## The solution set of the inequality ({log _2}left( {{x^2} + 3} right) – {log _2}x + {x^2} – 4x + 1 le 0) is – Math Book

Solution set of the inequality $${\log _2}\left( {{x^2} + 3} \right) – {\log _2}x + {x^2} – 4x + 1 \le 0$$ To be

A. $$S = \left( { – \infty ;1} \right]\cup \left[ {3; + \infty } \right)$$. B. $$\left[ { – 1;3} \right]$$. C. $$\left[ {1; + \infty } \right)$$. D. $$S = \left[ {1;3} \right]$$.
Condition: $$x > 0$$.
We have $${\log _2}\left( {{x^2} + 3} \right) – {\log _2}x + {x^2} – 4x + 1 \le 0 \Leftrightarrow {\log _2 }\left( {{x^2} + 3} \right) + {x^2} + 3 \le {\log _2}4x + 4x\,\,\,\left( * \right)$$.

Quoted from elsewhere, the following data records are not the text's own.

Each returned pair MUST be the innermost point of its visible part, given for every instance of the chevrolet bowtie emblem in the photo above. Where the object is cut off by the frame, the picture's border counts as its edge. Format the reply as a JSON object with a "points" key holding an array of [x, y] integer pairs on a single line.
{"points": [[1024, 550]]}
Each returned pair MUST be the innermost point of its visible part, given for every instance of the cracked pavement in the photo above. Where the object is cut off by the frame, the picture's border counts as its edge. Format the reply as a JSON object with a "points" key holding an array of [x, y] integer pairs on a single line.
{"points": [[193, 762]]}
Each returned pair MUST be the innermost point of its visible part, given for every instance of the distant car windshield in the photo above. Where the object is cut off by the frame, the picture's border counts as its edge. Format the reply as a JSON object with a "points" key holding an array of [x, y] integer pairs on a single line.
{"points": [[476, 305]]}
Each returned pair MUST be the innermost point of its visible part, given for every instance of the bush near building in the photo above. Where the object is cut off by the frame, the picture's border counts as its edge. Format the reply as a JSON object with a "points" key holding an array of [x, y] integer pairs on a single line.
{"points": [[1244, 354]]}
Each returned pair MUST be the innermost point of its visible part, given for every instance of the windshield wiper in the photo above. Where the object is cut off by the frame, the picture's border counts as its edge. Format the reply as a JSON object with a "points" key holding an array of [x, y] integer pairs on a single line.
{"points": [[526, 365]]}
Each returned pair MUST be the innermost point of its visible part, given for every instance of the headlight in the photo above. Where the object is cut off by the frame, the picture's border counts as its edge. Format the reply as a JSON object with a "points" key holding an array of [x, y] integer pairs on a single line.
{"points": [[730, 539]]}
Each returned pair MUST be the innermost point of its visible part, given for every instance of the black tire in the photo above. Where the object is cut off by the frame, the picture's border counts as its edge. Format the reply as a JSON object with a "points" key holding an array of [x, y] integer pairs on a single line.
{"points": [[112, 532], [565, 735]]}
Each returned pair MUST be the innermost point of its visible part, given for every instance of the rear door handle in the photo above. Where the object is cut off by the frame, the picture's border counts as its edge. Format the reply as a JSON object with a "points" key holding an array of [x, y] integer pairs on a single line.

Consider the function $$f\left( t \right) = {\log _2}t + t$$ on $$D = \left( {0;\,\, + \infty } \right)$$. We have
$$f’\left( t \right) = \frac{1}{{t\ln 2}} + 1 > 0\,\,\,\forall t \in D \Rightarrow$$function $$f$$ covariates on $$D$$.
Derive $$\left( * \right) \Leftrightarrow f\left( {{x^2} + 3} \right) \le f\left( {4x} \right) \Leftrightarrow {x^2} + 3 \le 4x \Leftrightarrow 1 \le x \le 3$$.